Lactobacillus jensenii

Scientific classification
- Domain: Bacteria
- Kingdom: Bacillati
- Phylum: Bacillota
- Class: Bacilli
- Order: Lactobacillales
- Family: Lactobacillaceae
- Genus: Lactobacillus
- Species: L. jensenii
- Binomial name: Lactobacillus jensenii Falsen et al. 1999

= Lactobacillus jensenii =

- Genus: Lactobacillus
- Species: jensenii
- Authority: Falsen et al. 1999

Species of bacterium

Lactobacillus jensenii is a lactic acid bacteria species in the genus Lactobacillus.

It is one of the four main species of Lactobacillus considered to be the major part of the vaginal flora, along with Lactobacillus crispatus, Lactobacillus gasseri, and Lactobacillus iners.

L. jensenii is sometimes used in producing fermented foods.

Lactobacillus jensenii produces enzymes that cause hydrolase release from the liver. Hydrolase aids in the digestion of food in the upper gastrointestinal tract.

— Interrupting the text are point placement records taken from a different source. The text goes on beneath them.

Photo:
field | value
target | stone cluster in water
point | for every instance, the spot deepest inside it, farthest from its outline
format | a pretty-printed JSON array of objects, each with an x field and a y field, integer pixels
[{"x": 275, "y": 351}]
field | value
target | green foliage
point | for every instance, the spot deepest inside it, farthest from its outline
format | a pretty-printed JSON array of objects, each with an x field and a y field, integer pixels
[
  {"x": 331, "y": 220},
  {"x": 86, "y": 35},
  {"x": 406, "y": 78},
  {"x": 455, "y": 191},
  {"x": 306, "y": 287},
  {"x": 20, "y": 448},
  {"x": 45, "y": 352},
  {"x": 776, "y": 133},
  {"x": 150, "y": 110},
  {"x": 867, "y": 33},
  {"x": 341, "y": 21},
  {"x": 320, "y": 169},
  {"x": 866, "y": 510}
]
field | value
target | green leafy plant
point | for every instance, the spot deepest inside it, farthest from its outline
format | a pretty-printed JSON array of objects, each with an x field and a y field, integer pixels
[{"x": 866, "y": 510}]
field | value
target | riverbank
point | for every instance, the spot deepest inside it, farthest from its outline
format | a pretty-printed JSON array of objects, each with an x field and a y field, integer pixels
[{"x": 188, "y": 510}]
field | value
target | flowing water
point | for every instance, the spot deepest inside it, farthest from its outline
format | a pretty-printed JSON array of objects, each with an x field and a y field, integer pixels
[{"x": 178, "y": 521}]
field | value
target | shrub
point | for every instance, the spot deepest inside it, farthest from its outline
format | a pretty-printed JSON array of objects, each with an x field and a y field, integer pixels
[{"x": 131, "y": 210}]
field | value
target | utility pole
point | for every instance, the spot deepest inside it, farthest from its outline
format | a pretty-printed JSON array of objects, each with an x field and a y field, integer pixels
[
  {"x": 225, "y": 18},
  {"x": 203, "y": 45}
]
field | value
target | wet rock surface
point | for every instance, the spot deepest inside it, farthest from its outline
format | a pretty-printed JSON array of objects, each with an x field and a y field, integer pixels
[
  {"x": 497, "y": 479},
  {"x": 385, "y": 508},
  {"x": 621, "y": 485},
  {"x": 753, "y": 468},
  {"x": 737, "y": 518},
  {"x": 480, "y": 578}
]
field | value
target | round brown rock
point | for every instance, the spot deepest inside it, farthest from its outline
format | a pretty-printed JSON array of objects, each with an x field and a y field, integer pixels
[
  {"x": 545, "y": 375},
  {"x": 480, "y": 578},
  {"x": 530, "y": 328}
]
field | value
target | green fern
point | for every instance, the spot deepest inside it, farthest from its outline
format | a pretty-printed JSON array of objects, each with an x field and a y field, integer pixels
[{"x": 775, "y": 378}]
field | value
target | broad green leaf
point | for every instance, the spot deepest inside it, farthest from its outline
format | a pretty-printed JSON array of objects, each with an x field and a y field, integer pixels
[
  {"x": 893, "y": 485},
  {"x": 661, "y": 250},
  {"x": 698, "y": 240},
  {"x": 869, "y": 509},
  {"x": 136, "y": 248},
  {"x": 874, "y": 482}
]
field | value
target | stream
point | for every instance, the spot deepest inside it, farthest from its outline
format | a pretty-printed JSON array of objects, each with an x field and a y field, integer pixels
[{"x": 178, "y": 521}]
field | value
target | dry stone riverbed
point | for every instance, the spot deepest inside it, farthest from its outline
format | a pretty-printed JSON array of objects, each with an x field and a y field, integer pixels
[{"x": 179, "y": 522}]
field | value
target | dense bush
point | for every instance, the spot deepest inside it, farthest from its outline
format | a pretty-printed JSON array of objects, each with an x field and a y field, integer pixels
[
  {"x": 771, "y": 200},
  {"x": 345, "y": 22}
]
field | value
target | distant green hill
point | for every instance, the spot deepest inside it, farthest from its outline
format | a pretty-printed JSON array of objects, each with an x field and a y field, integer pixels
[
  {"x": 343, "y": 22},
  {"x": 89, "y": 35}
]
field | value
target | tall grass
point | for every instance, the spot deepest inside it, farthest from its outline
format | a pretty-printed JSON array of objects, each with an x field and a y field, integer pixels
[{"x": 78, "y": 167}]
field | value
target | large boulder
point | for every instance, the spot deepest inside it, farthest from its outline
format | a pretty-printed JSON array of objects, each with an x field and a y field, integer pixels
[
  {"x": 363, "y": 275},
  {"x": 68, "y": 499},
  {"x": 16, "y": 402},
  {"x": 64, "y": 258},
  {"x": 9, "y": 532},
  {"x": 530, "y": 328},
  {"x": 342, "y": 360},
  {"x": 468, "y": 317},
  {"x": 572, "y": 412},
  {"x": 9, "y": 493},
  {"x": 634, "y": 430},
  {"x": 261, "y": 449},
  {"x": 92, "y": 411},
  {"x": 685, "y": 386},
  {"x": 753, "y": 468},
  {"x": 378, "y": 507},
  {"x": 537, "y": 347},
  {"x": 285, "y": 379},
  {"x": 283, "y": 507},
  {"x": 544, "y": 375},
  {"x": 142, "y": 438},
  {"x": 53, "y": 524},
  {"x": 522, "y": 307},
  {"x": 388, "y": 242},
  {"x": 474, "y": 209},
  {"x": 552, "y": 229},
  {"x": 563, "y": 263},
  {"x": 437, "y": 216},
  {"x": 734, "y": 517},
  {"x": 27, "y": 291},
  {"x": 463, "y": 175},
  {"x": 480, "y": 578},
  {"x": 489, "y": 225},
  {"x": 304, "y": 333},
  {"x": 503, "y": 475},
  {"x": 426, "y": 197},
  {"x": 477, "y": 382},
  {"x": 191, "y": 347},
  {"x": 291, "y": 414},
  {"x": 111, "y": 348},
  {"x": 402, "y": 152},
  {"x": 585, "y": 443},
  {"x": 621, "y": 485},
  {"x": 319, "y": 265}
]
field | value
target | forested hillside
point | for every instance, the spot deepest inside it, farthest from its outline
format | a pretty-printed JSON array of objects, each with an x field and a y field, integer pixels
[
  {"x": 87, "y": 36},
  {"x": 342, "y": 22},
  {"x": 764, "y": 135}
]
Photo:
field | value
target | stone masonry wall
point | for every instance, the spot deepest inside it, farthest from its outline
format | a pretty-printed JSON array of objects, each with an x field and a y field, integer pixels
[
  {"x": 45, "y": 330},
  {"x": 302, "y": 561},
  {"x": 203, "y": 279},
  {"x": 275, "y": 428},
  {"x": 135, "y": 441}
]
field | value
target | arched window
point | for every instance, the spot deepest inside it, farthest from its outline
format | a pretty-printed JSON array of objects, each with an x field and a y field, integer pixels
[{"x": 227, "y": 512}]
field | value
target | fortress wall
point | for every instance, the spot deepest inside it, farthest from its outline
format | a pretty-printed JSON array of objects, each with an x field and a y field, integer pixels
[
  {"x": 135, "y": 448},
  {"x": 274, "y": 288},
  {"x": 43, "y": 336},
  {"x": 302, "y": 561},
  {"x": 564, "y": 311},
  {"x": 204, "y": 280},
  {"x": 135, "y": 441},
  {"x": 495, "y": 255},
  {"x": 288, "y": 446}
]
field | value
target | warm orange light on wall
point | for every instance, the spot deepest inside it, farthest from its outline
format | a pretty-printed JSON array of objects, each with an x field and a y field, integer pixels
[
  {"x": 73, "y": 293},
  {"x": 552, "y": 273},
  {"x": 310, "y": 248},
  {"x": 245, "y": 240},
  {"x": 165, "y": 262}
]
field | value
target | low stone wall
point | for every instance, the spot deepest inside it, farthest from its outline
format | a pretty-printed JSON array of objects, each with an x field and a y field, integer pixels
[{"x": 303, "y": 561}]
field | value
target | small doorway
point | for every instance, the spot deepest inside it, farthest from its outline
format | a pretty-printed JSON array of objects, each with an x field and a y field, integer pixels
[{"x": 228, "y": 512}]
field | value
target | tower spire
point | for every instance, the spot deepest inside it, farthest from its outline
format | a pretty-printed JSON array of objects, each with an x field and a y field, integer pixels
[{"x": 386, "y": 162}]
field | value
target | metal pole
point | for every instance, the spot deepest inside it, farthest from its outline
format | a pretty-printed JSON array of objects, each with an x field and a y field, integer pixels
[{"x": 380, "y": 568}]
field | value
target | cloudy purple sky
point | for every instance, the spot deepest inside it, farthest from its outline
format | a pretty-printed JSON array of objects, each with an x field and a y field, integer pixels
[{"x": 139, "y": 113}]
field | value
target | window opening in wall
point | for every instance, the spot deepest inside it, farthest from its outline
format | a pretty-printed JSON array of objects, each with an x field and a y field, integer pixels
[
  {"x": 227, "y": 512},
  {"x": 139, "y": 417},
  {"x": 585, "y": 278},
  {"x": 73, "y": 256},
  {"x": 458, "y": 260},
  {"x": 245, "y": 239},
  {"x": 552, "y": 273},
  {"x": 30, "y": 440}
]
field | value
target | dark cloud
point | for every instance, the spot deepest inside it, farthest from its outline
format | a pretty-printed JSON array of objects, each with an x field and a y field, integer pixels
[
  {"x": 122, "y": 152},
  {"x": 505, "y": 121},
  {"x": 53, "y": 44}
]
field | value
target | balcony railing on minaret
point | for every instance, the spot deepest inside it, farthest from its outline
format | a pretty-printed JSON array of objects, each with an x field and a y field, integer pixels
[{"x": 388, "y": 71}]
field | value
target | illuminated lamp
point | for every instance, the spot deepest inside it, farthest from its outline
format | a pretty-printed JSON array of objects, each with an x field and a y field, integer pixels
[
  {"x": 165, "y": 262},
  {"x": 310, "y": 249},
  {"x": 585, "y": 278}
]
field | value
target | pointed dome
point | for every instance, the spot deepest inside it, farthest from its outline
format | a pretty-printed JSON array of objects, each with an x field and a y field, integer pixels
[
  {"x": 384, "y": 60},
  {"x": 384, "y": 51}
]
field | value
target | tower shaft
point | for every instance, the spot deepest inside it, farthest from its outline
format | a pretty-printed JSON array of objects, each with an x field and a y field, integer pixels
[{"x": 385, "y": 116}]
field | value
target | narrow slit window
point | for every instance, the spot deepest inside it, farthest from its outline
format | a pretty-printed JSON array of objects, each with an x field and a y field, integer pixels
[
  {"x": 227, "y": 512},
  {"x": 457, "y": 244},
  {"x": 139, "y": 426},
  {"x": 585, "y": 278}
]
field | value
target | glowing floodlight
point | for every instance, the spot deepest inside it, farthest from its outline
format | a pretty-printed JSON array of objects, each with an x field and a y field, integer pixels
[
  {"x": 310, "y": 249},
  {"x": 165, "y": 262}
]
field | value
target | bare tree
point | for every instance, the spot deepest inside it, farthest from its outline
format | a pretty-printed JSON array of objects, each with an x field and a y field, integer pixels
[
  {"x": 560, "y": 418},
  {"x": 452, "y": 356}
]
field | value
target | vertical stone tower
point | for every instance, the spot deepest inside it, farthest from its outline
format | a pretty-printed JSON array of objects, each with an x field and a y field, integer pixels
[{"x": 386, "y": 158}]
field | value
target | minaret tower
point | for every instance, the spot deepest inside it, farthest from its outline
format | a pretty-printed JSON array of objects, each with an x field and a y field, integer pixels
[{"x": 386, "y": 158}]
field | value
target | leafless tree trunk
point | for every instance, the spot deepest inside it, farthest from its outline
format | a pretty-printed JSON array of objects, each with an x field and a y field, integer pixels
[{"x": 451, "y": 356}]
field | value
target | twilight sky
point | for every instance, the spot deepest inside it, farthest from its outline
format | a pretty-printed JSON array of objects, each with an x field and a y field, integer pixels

Lactobacillus jensenii and other Lactobacillus species that produce lactic acid, (most notably L. crispatus), have been correlated with a decreased rate of bacterial vaginosis, gonorrhea- and HIV-acquisition and pelvic inflammatory disease. A stable colonization with these species, as opposed to dominantly L. iners, is associated with better reproductive outcomes, e.g. a decreased rate of preterm birth.

==Discovery==
Lactobacillus jensenii was discovered by F. Gasser, M. Mandel, and M. Rogosa in 1969. Although sharing many characterization criteria, L. jensenii differed from the similar Lactobacillus leichmannii in a gel electrophoresis analysis of their respective lactic dehydrogenases. The species was named in honour of Sigurd Orla-Jensen, a Danish microbiologist and a pioneer of biotechnology.

==Characterization==
Lactobacillus jensenii is Gram-positive, rod-shaped, negative for catalase and oxidase, and anaerobic. The organism can grow on blood agar.

==Morphology==
Colonies of L. jensenii are circular, colorless, small, and translucent.

==Infection==
Bloodstream infection by Lactobacilli is rare but often fatal, with 30% of endocarditis cases caused by the genus resulting in patient mortality. While L. jensenii takes advantage of nonimmunocompetence in patients, immunocompetent cases have also been observed.

==Treatment==
In the rare occurrence of infection, L. jensenii can be treated with teicoplanin and meropenem.